Clever vs. Readable
So, I’m looking at some Perl Books (Perl Best Practices By Damian Conway and Effective Perl Programming by By Joseph N. Hall and Randal L. Schwartz) and I found two encountered opinions on how good code should look like. In particular, both adressed (casually?) the following line:
$result = [$a=>$b]->[$b< =$a];
This returns the lowest of the two values.
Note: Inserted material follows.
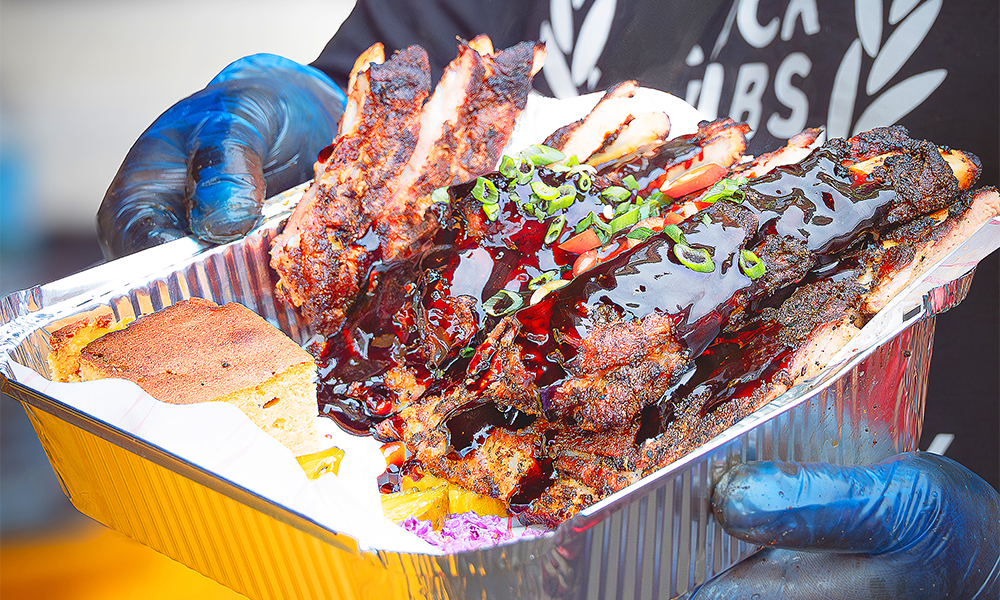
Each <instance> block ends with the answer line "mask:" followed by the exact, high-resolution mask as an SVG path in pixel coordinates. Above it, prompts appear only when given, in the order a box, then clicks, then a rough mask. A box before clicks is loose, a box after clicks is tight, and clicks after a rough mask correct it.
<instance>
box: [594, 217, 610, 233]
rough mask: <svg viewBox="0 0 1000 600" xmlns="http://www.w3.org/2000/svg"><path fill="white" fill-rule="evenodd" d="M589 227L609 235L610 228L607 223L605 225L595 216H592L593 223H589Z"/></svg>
mask: <svg viewBox="0 0 1000 600" xmlns="http://www.w3.org/2000/svg"><path fill="white" fill-rule="evenodd" d="M591 226H593V228H594V229H595V230H596V231H603V232H604V233H611V226H610V225H608V224H607V223H605V222H604V221H602V220H600V219H598V218H597V215H594V222H593V223H591Z"/></svg>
Let’s see what they said about it!
* Effective Perl:
“This wonderfully symmetrical one-liner contributed by Phil Abercrombie returns the lesser of $a and $b….
* Perl Best Practices:
“[...] The syntactic symmetry is very elegant, of course, and devising it obviously provided the original developer with a welcome diversion from the tedium of everyday coding. But a clever line of code like that is a (recurring) nightmare to understand and to maintain, and imposes an unnecessary burden on everyone in the development and maintenance teams…
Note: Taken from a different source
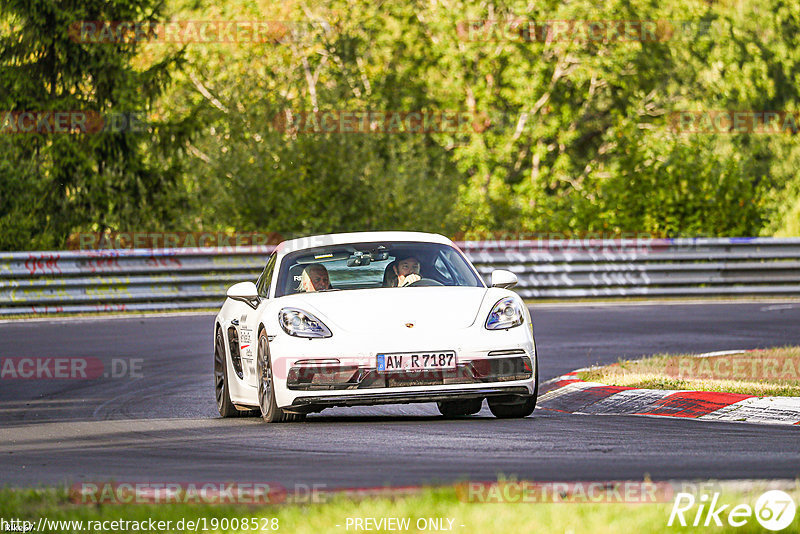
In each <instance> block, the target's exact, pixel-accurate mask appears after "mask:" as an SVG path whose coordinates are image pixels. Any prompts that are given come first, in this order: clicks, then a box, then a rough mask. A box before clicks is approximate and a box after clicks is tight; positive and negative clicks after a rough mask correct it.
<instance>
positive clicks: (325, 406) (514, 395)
mask: <svg viewBox="0 0 800 534" xmlns="http://www.w3.org/2000/svg"><path fill="white" fill-rule="evenodd" d="M530 394H531V393H530V391H529V390H528V388H527V387H525V386H512V387H487V388H471V389H451V390H443V391H416V392H393V393H362V394H359V395H335V396H334V395H326V396H303V397H296V398H295V399H294V404H292V405H291V406H289V407H287V408H284V409H285V410H288V411H297V412H301V413H308V412H313V411H320V410H323V409H324V408H331V407H334V406H372V405H375V404H409V403H413V402H442V401H454V400H466V399H476V398H480V399H482V398H486V397H504V399H503V400H507V401H508V402H514V401H515V400H521V399H522V398H523V397H527V396H529V395H530ZM505 398H507V399H505Z"/></svg>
My google alert for “Phil Abercrombie” turned this one up recently, and I was pleased to see that something I’d done so casually is causing soul-searching and conflict amongst a new generation of perl monkeys.
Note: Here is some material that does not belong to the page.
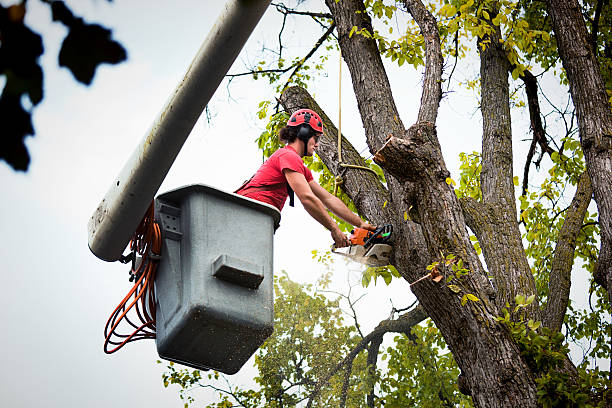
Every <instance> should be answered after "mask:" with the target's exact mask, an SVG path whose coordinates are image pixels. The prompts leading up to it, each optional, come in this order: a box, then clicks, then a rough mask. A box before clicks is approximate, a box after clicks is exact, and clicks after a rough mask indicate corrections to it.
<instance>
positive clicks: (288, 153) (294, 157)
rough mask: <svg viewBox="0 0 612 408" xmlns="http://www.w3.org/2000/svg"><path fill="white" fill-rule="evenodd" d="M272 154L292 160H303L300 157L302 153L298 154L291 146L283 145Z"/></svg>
mask: <svg viewBox="0 0 612 408" xmlns="http://www.w3.org/2000/svg"><path fill="white" fill-rule="evenodd" d="M272 156H275V157H279V158H280V157H283V158H285V159H291V160H295V159H297V160H299V161H300V162H301V161H302V158H301V157H300V155H299V154H297V152H296V151H295V150H293V149H292V148H291V147H289V146H285V147H281V148H280V149H278V150H277V151H275V152H274V154H273V155H272ZM272 156H271V157H272Z"/></svg>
To understand the spirit in which this code was offered up, the monkeys should read http://groups.google.com/group/comp.lang.perl.misc/browse_thread/thread/f935e8ea5637db9c. Readability was hardly a goal when Joseph Hall solicited these contributions. This one was crafted to use the misdirection of symmetry to hide the multiple roles that some characters play in perl’s rich lexicography.
I have used it as an interview question (“What does this do?”) but I wouldn’t expect to see it in any real code.